Nigeria’s crude oil production decreased by about 37,000 barrels of per day in the month October 2019, according to data from the 14-member oil cartel OPEC. The organisation says production fell from 1.84 million bpd recorded in September to 1.81 million bpd recorded in October 2019.
This follows efforts by Nigeria’s regulatory authorities to oil companies cut down production from their largest producing fields in order to meet its OPEC obligation. One clear case is the French’s Total operated Egina, which averaged 203,000 bpd in August 2019 and was only allowed to produce 180,000 bpd in October 2019.
“Strict adherence to OPEC’s production cut may threaten Nigeria’s oil revenue except we manage to keep oil price above $60,” said Charles Akinbobola, an energy analyst at Lagos based Sofidam Capital.
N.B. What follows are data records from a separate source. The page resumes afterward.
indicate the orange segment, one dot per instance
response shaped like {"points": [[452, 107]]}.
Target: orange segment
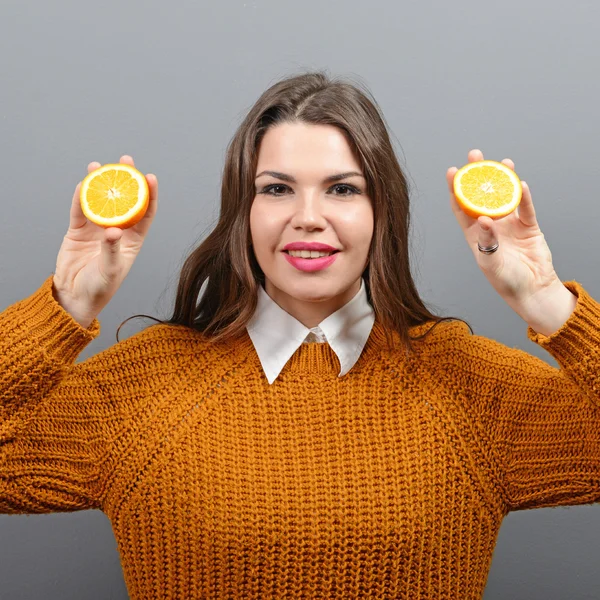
{"points": [[115, 195], [487, 188]]}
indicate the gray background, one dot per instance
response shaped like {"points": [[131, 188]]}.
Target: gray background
{"points": [[169, 83]]}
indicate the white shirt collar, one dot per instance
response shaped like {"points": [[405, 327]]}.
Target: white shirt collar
{"points": [[276, 335]]}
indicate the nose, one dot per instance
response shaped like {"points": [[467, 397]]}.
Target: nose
{"points": [[309, 210]]}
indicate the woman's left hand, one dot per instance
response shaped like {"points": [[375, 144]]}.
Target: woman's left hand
{"points": [[521, 269]]}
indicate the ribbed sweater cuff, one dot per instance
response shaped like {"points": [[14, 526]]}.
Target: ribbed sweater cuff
{"points": [[578, 340], [42, 318]]}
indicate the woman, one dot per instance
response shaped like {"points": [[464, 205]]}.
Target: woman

Since 2017, the group and allies including Russia have cut production by about 1.2million, helping to lift international prices and prop up weak oil prices.
Higher oil production coupled with higher oil prices has often meant Nigeria, Africa’s biggest oil producer, can earn more in foreign exchange and fund its budget deficit. This is because oil accounts for 90 percent of Nigeria’s foreign exchange and 85.6 per cent of Nigeria’s total exports.
The decision by OPEC to enforce members production quota could toughen Nigeria’s economic situation in 2020 fiscal year as the federal government adjusts to the realities of dwindling oil revenue. Recall, Nigeria has been pumping 1.84 million bpd in recent months instead of its target 1.685 million bpd.
OPEC pumps about a third of the world’s crude and while it doesn’t target a specific oil price, it adds or removes supplies in the market to keep prices stable.
In its last report before the December meeting, OPEC said its oil output in October jumped by 943,000 bpd to 29.65 million bpd, according to figures the group collects from secondary sources as Saudi supply recovered from attacks on oil plants that cut supply.
The world biggest oil exporter, Saudi Arabia added 1,094 bpd into the market in October, bringing output to just less than 9.8 million bpd and delivering its Energy Minister Khalid al-Falih’s vow to pump well below 10 million bpd.
The report suggests there will be a 2020 surplus of 70,000 bpd if OPEC keeps pumping at October’s rate and other factors remain equal, an amount less than the 340,000 bpd surplus implied in September’s report before the Saudi attacks.